At high temperatures, however, the orientations get randomized because of the thermal motions of the atoms, and the material loses its magnetization. This happens to iron at around 770 °C. The Ising model describes how, as the temperature falls, certain kinds of material switch in a sudden 'phase transition' from a non-magnetic to a ferromagnetic state. It can also provide a model for the separation of a hot fluid into liquid and gas as it cools, or the transition from an unfolded to a folded protein molecule.

Ising's original formulation of his model was one-dimensional -- he postulated a linear chain of equally spaced magnetic atoms. It is relatively easy to figure out how such a system behaves: perfect alignment of all the atomic magnets happens only if they are cooled to absolute zero. The smallest thermal motion is sufficient to break the cooperativity between them.

In two dimensions, with atoms arranged on a flat grid, things are more complicated. In the 1940s, the Norwegian physicist Lars Onsager showed that there is a transition to a magnetic state at some temperature above absolute zero, and he indicated how this temperature could be calculated from the basic features of the model, such as the strength of the interaction between neighbouring atoms. Onsager's theoretical 'solution' of the two-dimensional Ising model was tremendously difficult, and is widely regarded as a milestone in theoretical physics.
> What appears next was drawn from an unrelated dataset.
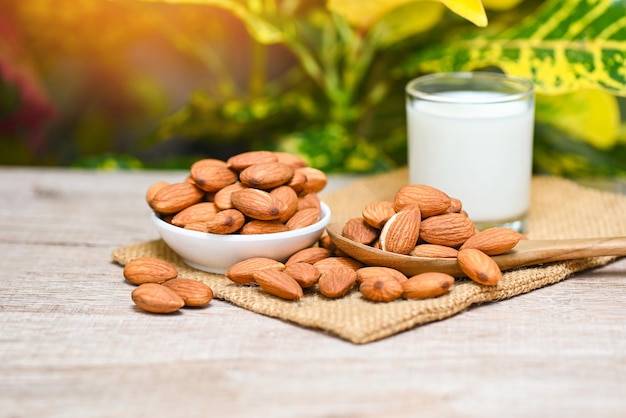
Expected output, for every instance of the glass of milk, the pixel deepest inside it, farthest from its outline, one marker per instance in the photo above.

But of course most real systems are three-dimensional. In a 3D Ising model, the atoms occupy blocks on a 3D grid, like a collection of stacked boxes. It is easy enough to simulate such a system on the computer, whereupon one finds that this too undergoes a phase transition. The 3D Ising model is now widely used to model magnetism and other 'collective' behaviour of atoms on computers. But can one calculate the transition temperature knowing just the fundamental characteristics of the individual atomic components, as Onsager did in two dimensions? This is the challenge of the three-dimensional Ising model.

Now Sorin Istrail, a computational biologist, says it can't be done. He claims that the problem falls into the 'computationally intractable' class of conundrums that are too complex to be solved on any realistic timescale. Several thousand such problems are already known. It is not the same as saying that a computer can't find the transition by sheer number-crunching -- clearly it can. Rather, Istrail's work demonstrates that any attempt to formulate an exact equation relating the transition temperature to the model's basic parameters would take longer than is humanly feasible.